What Happened To Justice In America?
by Dana Rohrabacher - August 4th, 2008 - Human Events
What happened to justice in America? It certainly wasn’t served on July 28 when the 5th U.S. Circuit Court of Appeals upheld the unjust convictions of Border Patrol Agents Ignacio Ramos and Jose Compean. As it stands today, these two brave border protectors must now serve out their full 10-plus-year sentences for shooting and wounding a Mexican drug smuggler they encountered while he was carrying a million-dollar payload of narcotics along the Southern border in Texas. What started off as simple procedural mistakes by the agents has turned into an unimaginable travesty of justice unlike anything I’ve ever seen in my 30 years in Washington, D.C.
It’s difficult to reconcile why U.S. Attorney Johnny Sutton would choose to seek out drug smuggler Osvaldo Aldrete-Davila, in Mexico to offer him immunity, unconditional border-crossing cards and free medical care in exchange for his testimony against the border agents. Ramos and Compean did not wake up the morning of Feb.17, 2005, with the intention of committing a crime, unlike the illegal alien drug-smuggling “victim.” They put on their uniforms, strapped their weapons around their waists and pinned on their badges, as they had for five and 10 years respectively, with the intention of patrolling our borders to protect America.

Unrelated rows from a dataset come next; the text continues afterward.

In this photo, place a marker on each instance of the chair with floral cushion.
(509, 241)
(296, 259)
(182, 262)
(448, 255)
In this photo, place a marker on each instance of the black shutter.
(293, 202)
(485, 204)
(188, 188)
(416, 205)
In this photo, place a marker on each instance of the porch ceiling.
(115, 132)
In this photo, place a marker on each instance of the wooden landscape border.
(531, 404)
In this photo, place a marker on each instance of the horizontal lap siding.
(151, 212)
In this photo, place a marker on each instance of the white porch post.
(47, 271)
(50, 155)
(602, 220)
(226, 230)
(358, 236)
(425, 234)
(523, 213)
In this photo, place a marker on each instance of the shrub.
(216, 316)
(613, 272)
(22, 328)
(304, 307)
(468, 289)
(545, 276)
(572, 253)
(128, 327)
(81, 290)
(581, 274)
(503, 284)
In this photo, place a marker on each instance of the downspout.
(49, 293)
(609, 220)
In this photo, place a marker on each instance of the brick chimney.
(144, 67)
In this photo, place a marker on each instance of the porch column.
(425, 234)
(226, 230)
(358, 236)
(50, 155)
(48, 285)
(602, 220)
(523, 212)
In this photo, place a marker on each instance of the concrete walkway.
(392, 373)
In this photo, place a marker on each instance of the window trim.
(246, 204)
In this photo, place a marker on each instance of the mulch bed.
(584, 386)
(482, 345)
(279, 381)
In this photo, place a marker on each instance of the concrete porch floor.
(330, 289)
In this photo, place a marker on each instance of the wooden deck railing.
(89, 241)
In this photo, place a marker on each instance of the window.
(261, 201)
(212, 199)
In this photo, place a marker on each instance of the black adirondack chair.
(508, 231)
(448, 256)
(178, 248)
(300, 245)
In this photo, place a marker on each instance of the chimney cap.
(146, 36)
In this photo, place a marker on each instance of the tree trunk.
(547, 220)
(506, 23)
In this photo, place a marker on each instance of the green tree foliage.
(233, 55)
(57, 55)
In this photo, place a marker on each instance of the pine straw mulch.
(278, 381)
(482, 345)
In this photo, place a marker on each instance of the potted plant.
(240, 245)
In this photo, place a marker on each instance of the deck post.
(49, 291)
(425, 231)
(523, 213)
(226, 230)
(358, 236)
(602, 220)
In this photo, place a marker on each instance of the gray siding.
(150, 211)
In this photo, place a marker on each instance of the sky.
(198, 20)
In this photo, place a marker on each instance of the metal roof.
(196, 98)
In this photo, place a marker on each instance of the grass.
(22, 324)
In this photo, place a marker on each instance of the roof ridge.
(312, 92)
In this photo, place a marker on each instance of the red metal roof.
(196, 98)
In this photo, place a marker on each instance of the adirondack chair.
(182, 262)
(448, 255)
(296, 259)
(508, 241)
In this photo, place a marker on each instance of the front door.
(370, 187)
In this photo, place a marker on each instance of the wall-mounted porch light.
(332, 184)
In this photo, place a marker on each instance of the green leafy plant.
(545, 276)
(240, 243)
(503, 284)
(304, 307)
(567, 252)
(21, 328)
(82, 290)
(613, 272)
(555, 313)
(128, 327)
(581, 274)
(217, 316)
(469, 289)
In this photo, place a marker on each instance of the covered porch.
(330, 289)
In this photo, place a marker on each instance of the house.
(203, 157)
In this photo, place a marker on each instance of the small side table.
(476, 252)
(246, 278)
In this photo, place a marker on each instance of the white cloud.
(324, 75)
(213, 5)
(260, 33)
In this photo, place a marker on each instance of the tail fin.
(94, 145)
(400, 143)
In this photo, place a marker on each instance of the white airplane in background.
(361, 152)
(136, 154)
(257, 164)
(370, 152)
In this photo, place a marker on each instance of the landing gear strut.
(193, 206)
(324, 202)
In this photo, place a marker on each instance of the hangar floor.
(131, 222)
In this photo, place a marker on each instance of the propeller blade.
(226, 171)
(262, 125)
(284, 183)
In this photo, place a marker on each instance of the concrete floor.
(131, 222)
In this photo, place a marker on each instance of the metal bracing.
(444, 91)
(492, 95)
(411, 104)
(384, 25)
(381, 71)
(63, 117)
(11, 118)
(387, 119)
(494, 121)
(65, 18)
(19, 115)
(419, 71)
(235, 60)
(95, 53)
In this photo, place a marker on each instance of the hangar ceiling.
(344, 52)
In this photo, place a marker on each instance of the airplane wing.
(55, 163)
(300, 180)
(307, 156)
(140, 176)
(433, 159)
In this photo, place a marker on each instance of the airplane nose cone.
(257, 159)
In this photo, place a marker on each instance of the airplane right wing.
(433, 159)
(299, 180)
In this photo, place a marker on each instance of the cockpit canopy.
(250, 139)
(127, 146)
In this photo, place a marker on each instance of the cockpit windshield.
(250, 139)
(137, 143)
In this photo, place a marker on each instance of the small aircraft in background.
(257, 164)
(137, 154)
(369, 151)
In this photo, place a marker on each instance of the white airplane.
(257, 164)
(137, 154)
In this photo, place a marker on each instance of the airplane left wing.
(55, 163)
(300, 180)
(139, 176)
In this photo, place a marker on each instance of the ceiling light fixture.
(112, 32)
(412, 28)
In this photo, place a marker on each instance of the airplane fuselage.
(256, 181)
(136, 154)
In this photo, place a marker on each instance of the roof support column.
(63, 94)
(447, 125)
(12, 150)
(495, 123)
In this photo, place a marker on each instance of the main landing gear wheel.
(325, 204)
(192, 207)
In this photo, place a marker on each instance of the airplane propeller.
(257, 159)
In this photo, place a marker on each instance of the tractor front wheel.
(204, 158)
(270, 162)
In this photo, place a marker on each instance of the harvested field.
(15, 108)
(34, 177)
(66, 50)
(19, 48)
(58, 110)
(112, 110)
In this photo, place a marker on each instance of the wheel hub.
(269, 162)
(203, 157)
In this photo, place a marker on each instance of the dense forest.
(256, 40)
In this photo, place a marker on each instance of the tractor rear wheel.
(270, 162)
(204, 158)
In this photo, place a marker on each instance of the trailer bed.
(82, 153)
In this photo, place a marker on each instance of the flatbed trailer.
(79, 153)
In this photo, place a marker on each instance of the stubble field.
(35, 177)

The answer to the title of this article is obvious though not simple. Justice in America has become the rule of judges to replace the rule of law. Our system is a system easily abused by aggressive corrupt prosecutors, like Mike Nifong in the Duke situation, and Johnny Sutton in this case. Both care little for anything but political power. Nifong got away with his abuse many times before he stepped over the line and got caught. The system protects these powerful and abusive egomaniacs. Justice is not the goal of our system. A verdict under the rules, without regard for actual innocence or guilt, is all our system seeks. That is not what the people of America think our system is supposed to be. However that too is rapidly changing. As an example, you need only look at this case:The jury was never told Davila was more than a one-time offender; smuggled drugs while under immunity, was in possession of a border-crossing card our government gave him four months before testifying against Ramos and Compean and that he potentially violated his immunity agreement by not giving up any information about the cartel he was working for. Sutton’s office was well aware of these facts. It successfully petitioned the trial judge to seal that information from the jury and, to the chagrin of most reasonable people, the appellate court ruled that the protection of the Davila’s 5th Amendment rights outweighed the relevancy of his additional smuggling activities.
This is typical of the modern abuse of justice in American courts. Little concern is actually given for the truth in a case. It is all a game. As more and more injustice becomes the standard, fewer and fewer Americans maintain any respect for the tyrants who rule our court system. Maybe Sutton will get his own justice someday. For now he is proudly strutting his win in this case. The appeals court is now complicit in this injustice.